At the same moment, in the guest wing, Liu Changsheng exhaled.
He didn't struggle. He didn't fight. He simply let go of the anchor.
Deep inside his consciousness, the prompt he had dreaded appeared. Not a visual screen, but a realization in the fabric of his soul.
[Host Body Deceased.]
[Soul State: Transmigrating.]
[Destination: The Cycle of Samsara.]
[Objective: Karmic Resolution.]
A streak of golden light shot out of the chamber window. It pierced the storm clouds, flying upward for a moment, hovering indecisively, before arching downward, plunging back into the mud of the mortal world.
King Cheng’an sat by the bedside, holding the cooling hand of his teacher. He felt the life vanish.
He didn't scream. He didn't rage.
He stood up. He walked to the window and watched the golden light fade.
"Goodbye, Teacher," the King whispered.
He turned back to the room. He looked at his own reflection in the bronze mirror. He looked at the crown sitting on the table.
He picked up the crown. He walked out of the room.
He found General Liu Feihu standing guard outside.
"General," the King said. His voice was dead, devoid of all emotion.
"Sire?"
"Prepare the funeral rites. Mount Zijin. The highest peak."
"Yes, Sire. And... for the Empress? Her maids report she has fallen ill. The physicians say it is a heart sickness. She is coughing blood."
The King closed his eyes. He understood. The Red String was pulling her, too.
"Prepare two graves."
Seven days later.
The Empress Yutang passed away. She died quietly in her sleep, clutching a piece of paper on which she had written a single poem—the poem Changsheng had recited to her.
King Cheng’an buried them on Mount Zijin.
He placed the Patriarch on the East Peak and the Empress on the West Peak, separated by a valley of pine trees.
"Let them look at each other," the King said to the wind. "But not touch. Not yet."
The King returned to the palace. He abdicated the throne the next morning, handing the seal to his younger brother. He took off his silk robes. He put on the rough hemp clothes Changsheng had worn.
He walked out of the capital. He walked back to Mount Penglai.
He sat on the slate rock where his Teacher had sat. He picked up a pine needle.
He ate it.
He didn't vomit.
Author's Notes: The Mechanics of Tribulation
1. Zhu Li's Appearance
Zhu Li (The Spirit of the Vermilion Bird/Fire) is the Enforcer of the Southern Heaven. His transformation from a "humble maid" to a "Giant Deity" represents the Daoist concept that Karmic Law is omnipresent, often disguised in the mundane.
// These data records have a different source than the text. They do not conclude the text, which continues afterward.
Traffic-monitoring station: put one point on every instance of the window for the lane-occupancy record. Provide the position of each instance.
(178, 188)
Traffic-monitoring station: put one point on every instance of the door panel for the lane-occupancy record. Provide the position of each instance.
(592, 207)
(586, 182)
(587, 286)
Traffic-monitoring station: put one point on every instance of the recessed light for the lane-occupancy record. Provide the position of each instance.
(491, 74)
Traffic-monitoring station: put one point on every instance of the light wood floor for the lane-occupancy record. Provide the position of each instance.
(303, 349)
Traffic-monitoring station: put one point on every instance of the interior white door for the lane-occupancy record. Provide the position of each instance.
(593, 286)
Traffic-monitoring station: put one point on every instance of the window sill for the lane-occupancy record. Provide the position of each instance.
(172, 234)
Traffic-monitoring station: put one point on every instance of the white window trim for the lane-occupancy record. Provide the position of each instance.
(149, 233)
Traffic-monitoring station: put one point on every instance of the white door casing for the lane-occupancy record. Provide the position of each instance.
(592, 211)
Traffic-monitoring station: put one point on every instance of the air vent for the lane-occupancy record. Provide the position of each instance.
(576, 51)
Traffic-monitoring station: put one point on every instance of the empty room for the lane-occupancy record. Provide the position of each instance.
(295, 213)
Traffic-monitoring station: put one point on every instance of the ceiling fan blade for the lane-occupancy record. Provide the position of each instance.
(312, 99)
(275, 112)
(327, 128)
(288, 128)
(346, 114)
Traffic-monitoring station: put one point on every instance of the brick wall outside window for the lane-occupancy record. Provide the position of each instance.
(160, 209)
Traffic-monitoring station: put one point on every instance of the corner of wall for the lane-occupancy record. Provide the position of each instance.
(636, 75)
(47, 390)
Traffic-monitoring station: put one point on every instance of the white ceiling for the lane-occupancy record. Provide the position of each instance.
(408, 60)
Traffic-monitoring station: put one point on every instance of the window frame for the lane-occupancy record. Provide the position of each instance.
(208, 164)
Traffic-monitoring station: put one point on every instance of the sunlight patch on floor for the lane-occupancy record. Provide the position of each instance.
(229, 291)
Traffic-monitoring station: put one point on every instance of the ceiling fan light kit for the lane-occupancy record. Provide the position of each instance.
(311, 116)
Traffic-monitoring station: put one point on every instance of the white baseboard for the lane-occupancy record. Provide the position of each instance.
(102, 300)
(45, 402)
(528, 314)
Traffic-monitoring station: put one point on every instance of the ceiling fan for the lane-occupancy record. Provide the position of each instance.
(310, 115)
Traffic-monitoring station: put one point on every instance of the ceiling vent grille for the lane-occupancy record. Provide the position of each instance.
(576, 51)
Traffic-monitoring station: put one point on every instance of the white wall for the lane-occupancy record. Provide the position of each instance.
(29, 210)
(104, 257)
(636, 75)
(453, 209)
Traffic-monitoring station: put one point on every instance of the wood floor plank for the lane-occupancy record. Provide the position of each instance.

You never know if the beggar or the maid you speak to is a celestial auditor.
2. The Love Tribulation (Qing Jie)
Why is "Love" considered a disaster in Cultivation? Because it anchors the spirit. To ascend, the soul must be light (Yang). Attachment is heavy (Yin). Changsheng isn't being punished because love is "bad" in a moral sense; he is being grounded because physically, his soul is too heavy to fly. The "Red String" acts like a gravity well.
3. The Golden Light
The description of the soul flying up and then plunging down is the visual representation of a "Failed Ascension." He had the power to leave, but the "rope" pulled him back down. This is the tragedy of the Banished Immortal—so close to heaven, yet dragged back by the earth.